余程急いで来たのか、肩で大きく息をしている。
「もっ・・・申し上げます!!」
「何か! 落ち着いて申せ!」
「たった今、霊峰からの伝令が到着しました! それによると、霊峰が春軍の先鋒・・・春一番隊
に包囲されているそうです! 陥落は時間の問題と思われます!!」
「いかん!!」
ナギの声と同時に、アズサは立ち上がった。
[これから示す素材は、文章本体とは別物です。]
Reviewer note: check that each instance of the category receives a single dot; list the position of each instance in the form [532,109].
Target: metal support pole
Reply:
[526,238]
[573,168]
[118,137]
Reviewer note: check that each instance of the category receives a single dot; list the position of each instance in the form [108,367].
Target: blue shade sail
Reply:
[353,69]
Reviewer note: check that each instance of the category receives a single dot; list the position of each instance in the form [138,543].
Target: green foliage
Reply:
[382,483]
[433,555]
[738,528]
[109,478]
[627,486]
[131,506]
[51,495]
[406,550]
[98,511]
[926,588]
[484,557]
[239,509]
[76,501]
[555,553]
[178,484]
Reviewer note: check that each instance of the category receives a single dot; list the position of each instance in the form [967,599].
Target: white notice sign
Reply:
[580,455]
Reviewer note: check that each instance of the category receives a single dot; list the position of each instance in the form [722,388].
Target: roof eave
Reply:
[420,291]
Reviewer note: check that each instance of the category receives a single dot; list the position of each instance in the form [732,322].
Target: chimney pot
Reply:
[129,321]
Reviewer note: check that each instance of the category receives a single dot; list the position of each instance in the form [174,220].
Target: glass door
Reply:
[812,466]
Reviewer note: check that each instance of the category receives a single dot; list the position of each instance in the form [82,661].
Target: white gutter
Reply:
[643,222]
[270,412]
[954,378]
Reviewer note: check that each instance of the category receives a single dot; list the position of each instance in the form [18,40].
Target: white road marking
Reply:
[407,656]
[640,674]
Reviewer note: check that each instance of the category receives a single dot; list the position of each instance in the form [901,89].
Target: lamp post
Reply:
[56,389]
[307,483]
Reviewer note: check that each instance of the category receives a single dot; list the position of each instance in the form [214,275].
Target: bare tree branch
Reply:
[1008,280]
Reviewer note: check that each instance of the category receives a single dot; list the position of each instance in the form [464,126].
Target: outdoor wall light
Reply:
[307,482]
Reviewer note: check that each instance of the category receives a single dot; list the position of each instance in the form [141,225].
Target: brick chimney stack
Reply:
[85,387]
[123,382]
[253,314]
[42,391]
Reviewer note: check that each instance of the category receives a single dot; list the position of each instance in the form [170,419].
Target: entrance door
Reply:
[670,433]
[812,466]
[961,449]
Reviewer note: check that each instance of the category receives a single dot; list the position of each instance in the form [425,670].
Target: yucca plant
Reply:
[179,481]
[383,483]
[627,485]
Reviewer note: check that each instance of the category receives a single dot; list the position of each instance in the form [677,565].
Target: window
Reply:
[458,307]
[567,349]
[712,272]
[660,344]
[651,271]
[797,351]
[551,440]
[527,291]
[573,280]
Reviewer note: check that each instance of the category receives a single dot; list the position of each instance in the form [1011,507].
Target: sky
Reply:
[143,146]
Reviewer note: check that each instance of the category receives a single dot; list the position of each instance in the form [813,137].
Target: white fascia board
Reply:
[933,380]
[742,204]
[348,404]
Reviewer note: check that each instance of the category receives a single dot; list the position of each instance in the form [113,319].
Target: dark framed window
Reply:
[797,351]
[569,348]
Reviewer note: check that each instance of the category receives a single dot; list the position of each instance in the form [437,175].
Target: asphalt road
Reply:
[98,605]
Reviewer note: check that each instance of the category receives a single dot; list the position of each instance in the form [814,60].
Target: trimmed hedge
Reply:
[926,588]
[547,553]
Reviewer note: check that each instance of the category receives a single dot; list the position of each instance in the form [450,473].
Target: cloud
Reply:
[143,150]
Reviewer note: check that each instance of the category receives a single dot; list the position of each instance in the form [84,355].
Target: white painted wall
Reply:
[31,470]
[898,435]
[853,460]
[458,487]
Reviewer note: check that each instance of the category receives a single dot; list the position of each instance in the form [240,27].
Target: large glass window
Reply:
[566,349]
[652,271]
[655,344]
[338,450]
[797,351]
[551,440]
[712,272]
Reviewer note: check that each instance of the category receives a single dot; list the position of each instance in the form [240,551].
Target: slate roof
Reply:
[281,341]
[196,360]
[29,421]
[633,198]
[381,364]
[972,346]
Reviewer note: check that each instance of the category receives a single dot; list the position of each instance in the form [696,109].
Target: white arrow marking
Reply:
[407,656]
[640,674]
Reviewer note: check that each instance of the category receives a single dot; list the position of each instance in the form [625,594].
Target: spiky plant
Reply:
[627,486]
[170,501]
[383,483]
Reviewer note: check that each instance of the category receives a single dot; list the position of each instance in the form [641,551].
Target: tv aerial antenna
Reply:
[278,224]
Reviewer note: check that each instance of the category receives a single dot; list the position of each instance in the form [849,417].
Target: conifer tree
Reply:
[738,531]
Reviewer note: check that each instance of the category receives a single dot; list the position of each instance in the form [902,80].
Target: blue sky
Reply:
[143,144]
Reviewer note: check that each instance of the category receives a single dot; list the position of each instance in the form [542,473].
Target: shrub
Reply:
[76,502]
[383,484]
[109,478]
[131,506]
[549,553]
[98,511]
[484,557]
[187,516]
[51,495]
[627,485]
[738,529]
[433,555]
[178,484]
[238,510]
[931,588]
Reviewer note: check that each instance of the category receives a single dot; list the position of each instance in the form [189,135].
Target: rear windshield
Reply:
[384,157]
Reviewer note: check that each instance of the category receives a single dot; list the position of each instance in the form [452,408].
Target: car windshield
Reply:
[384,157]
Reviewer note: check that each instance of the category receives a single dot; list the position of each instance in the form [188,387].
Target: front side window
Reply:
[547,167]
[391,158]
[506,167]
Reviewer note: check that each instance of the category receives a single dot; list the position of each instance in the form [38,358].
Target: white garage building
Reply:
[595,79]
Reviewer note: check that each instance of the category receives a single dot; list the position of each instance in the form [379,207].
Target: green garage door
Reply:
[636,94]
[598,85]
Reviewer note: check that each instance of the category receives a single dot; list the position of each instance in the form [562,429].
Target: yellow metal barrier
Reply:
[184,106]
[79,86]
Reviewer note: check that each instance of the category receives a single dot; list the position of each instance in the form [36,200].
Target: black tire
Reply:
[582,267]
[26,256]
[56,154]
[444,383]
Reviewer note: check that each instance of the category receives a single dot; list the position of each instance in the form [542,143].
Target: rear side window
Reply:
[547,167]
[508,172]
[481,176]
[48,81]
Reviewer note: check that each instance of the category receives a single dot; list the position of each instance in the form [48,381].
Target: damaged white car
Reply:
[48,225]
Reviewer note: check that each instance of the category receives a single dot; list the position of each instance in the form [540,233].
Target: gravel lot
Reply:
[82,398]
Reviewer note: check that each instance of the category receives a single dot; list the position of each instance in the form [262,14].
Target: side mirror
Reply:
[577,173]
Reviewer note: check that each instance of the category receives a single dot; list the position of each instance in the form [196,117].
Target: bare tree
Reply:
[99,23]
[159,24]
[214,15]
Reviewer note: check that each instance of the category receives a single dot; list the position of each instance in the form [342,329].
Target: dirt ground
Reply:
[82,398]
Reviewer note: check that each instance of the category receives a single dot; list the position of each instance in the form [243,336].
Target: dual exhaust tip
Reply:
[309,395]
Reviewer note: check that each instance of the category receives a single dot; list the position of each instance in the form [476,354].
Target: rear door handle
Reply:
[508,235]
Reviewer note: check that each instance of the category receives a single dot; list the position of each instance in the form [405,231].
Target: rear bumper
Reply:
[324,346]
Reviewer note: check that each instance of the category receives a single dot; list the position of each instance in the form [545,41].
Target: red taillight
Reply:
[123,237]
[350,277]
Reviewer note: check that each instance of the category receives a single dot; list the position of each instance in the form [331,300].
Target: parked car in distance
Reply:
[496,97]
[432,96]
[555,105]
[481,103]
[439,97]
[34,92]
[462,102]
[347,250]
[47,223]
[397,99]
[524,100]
手にした七星刀『破軍』を腰に差しつつ、幕舎の入り口
へと向かうアズサに、カエデが声をかける。
「アズサ様! どちらへ・・・」
「決まっている! センジュを救うのだ!!」
「しかし! まさか、お一人で向かわれるおつもりですか!? せめて、多少なりとも軍がまとまってから
―――――」
「それでは遅い! 霊峰の陥落はまた取り戻せばよいが、有為の人材の損失だけは、何としても
防がねばならぬ!!」
ちらりと肩越しに後ろを振り向いたアズサは、凄みのある笑みを浮かべてみせた。